What the gold price should be; this is not like 2008 says Peter Hug
Investors have to remember that the fundamental cause of this current recession is different from that of the last one in 2008 and should price gold in accordingly, said Peter Hug, global trading director of Kitco Metals.
“This is not the financial crisis of 2008, this is a health crisis. Gold did rally from the $1,500s to the mid-$1,700s and is now straddling the $1,700 mark and everyone’s anticipating that gold should be $3,000 an ounce because of the Fed stimulus,” Hug told Kitco News. “I’m just not convinced that massive inflation is imminent.”
Aggregate demand is simply not going to return anytime soon, Hug noted.
“There’s just no demand yet and it’s going to take a while for that demand to regenerate. People are basically deferring their rent payments right now and they’re trying to hoard cash. They’re not going to be chasing goods, except for necessities, so I don’t see the equation of supply and demand creating massive inflation in the short term,” he said.
Furthermore, the investor engagement that was prevalent in 2008 and 2011 that drove gold prices higher is currently not there in today’s market, owing to the fact that the average investors lack disposable cash right now to buy gold, he added.

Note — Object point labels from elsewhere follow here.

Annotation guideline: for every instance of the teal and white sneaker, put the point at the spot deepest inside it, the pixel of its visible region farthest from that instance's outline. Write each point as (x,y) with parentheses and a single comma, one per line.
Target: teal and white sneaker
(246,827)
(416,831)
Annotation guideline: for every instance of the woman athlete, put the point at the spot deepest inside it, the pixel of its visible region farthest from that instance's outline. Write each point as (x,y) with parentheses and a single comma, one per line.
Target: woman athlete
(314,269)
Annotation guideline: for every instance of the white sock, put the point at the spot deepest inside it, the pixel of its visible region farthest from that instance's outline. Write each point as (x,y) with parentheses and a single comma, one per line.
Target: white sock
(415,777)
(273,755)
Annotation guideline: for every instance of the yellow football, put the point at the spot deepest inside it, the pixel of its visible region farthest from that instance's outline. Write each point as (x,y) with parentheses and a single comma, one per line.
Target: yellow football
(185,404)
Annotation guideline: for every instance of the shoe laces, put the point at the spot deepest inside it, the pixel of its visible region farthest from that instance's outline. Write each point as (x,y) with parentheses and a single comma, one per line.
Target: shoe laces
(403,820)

However, inflation is due to set in eventually, likely by next year, Hug said.
“In that context, I’m very bullish the precious metals over the medium to longer term. Short-term, I wouldn’t sell gold. I just think you need gold in your portfolio given the risks to the equity markets and to the economy,” he said.
On high premiums for gold bars and coins, Hug noted that the bullion market is starting to normalize.
“They are starting to come down. Silver is a different story, silver is still backlogged,” he said. “For weeks, I’ve been hammering on the table, don’t be chasing these premiums, they’re ridiculous premiums.”
There are other gold products to buy instead of bars and coins, Hug added.